Creo que es lo que pasa con las cuestiones relacionadas con el sexo, hoy por hoy muy politizadas e ideologizadas. Efectivamente no sabemos a ciencia cierta por qué a pesar de las políticas educativas no sexistas y promotoras de la igualdad, que tratan de promover el acceso a todo tipo de estudios sin discriminación ninguna por razón de sexo, sin embargo se da la «paradoja noruega de la igualdad». Partiendo del supuesto de que la educación machista que las niñas padecen desde que nacen es la causa (única) de que sea siempre una minoría de ellas la que escoge los estudios superiores del ámbito de las tecnologías, el Nordik Gender Institute, perteneciente al Consejo Nórdico, tenía entre sus misiones la de hacer que los roles de género desapareciesen de sus países y que las profesiones fuesen elegidas en iguales porcentajes por hombres y mujeres. Como aquí en España, en los países escandinavos sin embargo las mujeres tienden a ser mayoría aplastante en los estudios relacionados con la salud y minoría en los tecnológicos(http://www.europarl.europa.eu/spain/es/sala_de_prensa/communicados_de_prensa/pr-2015/pr-2015-march/universitarias.html).

Ni que decir tiene que el instituto de marras fracasó en su misión de ingeniería social, es decir, que las mujeres nórdicas no vieron mejorada su inclinación hacia las carreras tradicionalmente masculinas; ¿por qué? Porque sus responsables tomaron una hipótesis –Russell diría una opinión más o menos probable– por evidencia, reduciendo así la explicación causal de un fenómeno tan complejo como la elección por parte de las mujeres de su profesión a la educación recibida, supuestamente sexista. En casos como este se muestra con toda contundencia que el tiempo de la toma de decisiones políticas no va a la par ni mucho menos con el tiempo que exige la búsqueda de la verdad científica; lo que favorece la instauración de la verdad revelada –sea de la índole que sea, ideológica, religiosa, pseudocientífica– en el seno de una opinión pública siempre ayuna de respuestas claras y taxativas. Hace diez años largos Rafael Argullol denunciaba en un artículo titulado precisamente Contra la opinión pública la preocupación de un amigo científico suyo (no lo nombraba) que investigaba la diferente actividad de los cerebros masculino y femenino por que pudiera ser tachado de determinista o sexista.
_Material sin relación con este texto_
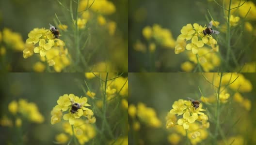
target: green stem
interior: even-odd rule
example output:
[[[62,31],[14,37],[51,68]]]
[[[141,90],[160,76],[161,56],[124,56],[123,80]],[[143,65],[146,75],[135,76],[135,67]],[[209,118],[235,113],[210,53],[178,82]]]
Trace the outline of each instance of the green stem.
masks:
[[[228,13],[227,14],[227,34],[226,35],[226,40],[227,42],[227,51],[226,54],[226,62],[228,63],[229,60],[229,56],[230,55],[230,50],[231,50],[231,46],[230,46],[230,8],[231,6],[231,2],[232,0],[229,1],[229,5],[228,6]]]
[[[109,76],[109,72],[106,72],[107,74],[106,75],[106,79],[105,80],[105,86],[104,86],[104,98],[103,98],[103,106],[102,107],[103,109],[103,120],[102,120],[102,124],[101,125],[101,131],[103,131],[104,128],[105,128],[105,124],[106,122],[106,113],[107,111],[106,109],[106,98],[107,98],[107,94],[106,93],[106,91],[107,90],[107,85],[108,83],[108,77]]]
[[[220,82],[219,83],[219,87],[218,87],[218,94],[217,95],[217,106],[216,106],[216,112],[215,113],[215,118],[216,118],[216,127],[215,127],[215,144],[217,145],[217,137],[219,132],[219,127],[220,126],[220,93],[221,92],[221,82],[222,80],[222,76],[223,76],[223,72],[221,72],[221,76],[220,78]]]
[[[71,125],[71,127],[72,128],[73,138],[74,138],[74,140],[75,141],[75,145],[79,145],[79,144],[78,143],[77,139],[76,137],[76,136],[75,136],[75,131],[74,131],[74,125]]]
[[[199,72],[203,72],[203,70],[202,70],[202,68],[199,62],[199,56],[198,54],[196,54],[195,56],[196,56],[196,60],[197,60],[197,67],[199,69]]]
Él mismo se preguntaba alarmado si no llegaría el día en que se sometiese a votación la verdad científica.

La noción de verdad compatible con el escepticismo que exige la investigación rigurosa es esencialmente probabilística y provisional; y se robustece cuanto mejor responde a lo real de acuerdo con el mayor número de criterios objetivos manejables. Me temo que en el caso de las cuestiones sociales en general y las relativas al sexo en particular no se respeta este principio envueltas como están en la trifulca política y las turbias corrientes que dominan el piélago de la opinión pública. Tampoco ayuda a su tratamiento científico una cierta inercia posmoderna presente en el ámbito de las ciencias sociales que tiende a hacer creer que las únicas causas de las conductas de las personas y de los grupos en los que se hallan insertas son de índole exclusivamente cultural, despreciando así las aportaciones de los trabajos científicos que inciden en las variables naturales. Es algo que se puede apreciar de forma divertida viendo el documental de 2015 titulado La paradoja de la igualdad de género, en el que se constata esa dialéctica de paradigmas entre los científicos que entienden que la clave de todo lo humano está en la educación frente a los que entienden –el psicólogo Simon Baron-Cohen entre ellos– que hay que considerar en su justa medida los factores filogenéticos y ontogenéticos.

Fue el psicólogo norteamericano Steven Pinker el que denunció el modelo de la tabula rasa (blank slate en inglés) en su libro de 2002 titulado en castellano La tabla rasa; la negación moderna de la naturaleza humana. La aparición de la obra –de un inusitado éxito editorial, dicho sea de paso– fue saludada por el filósofo español Jesús Mosterín con un artículo de prensa al que puso por título muy gráficamente Un brindis por la naturaleza humana. En él denuncia la idea según la cual «la especie humana carece de naturaleza, que somos pura libertad e indeterminación y que venimos al mundo como una hoja en blanco (tanquam tabula rasa)». Mosterín considera esta idea una de esas «elucubraciones alucinadas» que han contribuido a enturbiar y distorsionar nuestra autoconciencia. Siendo como es una noción de inveterada tradición filosófica la encontramos en indiscutibles autoridades de la genealogía del pensamiento occidental como el humanista del renacimiento italiano Pico della Mirandola, y más cerca de nosotros en los conductistas y existencialistas, sin olvidar a idealistas y marxistas. Noam Comsky fue la voz discordante en esa concepción antropológica de rancio abolengo al mostrar hace medio siglo las insuficiencias teóricas del conductismo a la hora de explicar el desarrollo del lenguaje infantil. Esta nueva propuesta –verdaderamente rupturista en las ciencias sociales– es la que Pinker extendió hace quince años a todas las capacidades humanas. Aquí tenemos un exponente incontestable de lo que decíamos más arriba, en consonancia con el escepticismo presentado de la mano de Hume y Russell y que exige toda investigación científica. Nuestros más recientes hallazgos en los campos de la genómica y las neurociencias revelan una coherencia que refuerza la importancia de la naturaleza del ser humano cuando se trata de explicar la diversidad de sus conductas en todos los fenómenos sociales. No sería honesto ignorarla.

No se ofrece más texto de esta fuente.